Supporting kids with Down syndrome through grief

You’ll need a deep breath before listing Rose Reif’s credentials. She’s a licensed clinical mental health counsellor, certified rehabilitation counsellor, and qualified developmental disability and mental health professional. In a nutshell, this US-based expert helps people with disability and their families cope with anxiety, depression, and, as Rose says, just about anything else.

Having started her career in disability support, Rose worked with children and adults with a wide range of developmental disabilities and types of neurodivergence.

“They all had one thing in common, though,” she says. “They had practically no mental health resources designed to meet their needs. I often struggled to find a mental health counsellor who felt willing to work with my clients, let alone competent to do so.”

Keen to do her bit in plugging this gap, Rose got trained up, earned that lengthy list of credentials and launched a private counselling practice where, originally, she planned on only working with disabled adults.

“After a few months, though, I started to get calls from parents who told me that my blog posts and podcast interviews resonated with them,” says Rose.

“They felt that other therapists thought they were ‘just being dramatic’ when they described their unique challenges parenting a child that the world does not accept or accommodate.
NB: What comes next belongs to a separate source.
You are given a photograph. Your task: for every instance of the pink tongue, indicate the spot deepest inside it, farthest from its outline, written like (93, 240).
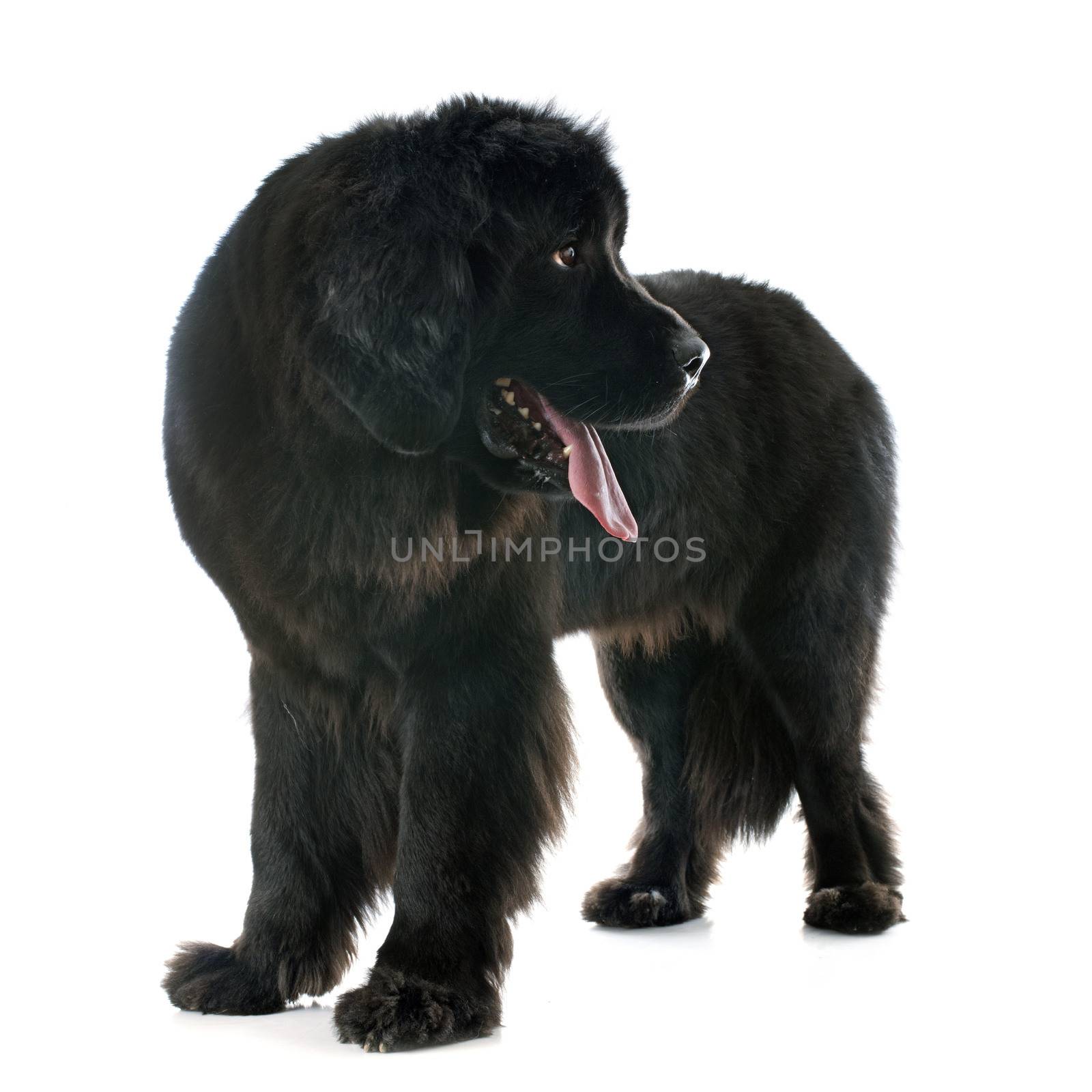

I realised that this, too, was an unmet mental health need in the disability world.”

Rose now works with both people and parents in the disability space from her practice in Cary, North Carolina and more broadly through telehealth consults. Recently, she added ‘author’ to achievements.

Her book, Helping Your Child with Down syndrome to Understand Death and Cope with Grief, was published earlier this year – and while it targets a particular demographic of parent carer, as readers will attest, there’s plenty in there for us all.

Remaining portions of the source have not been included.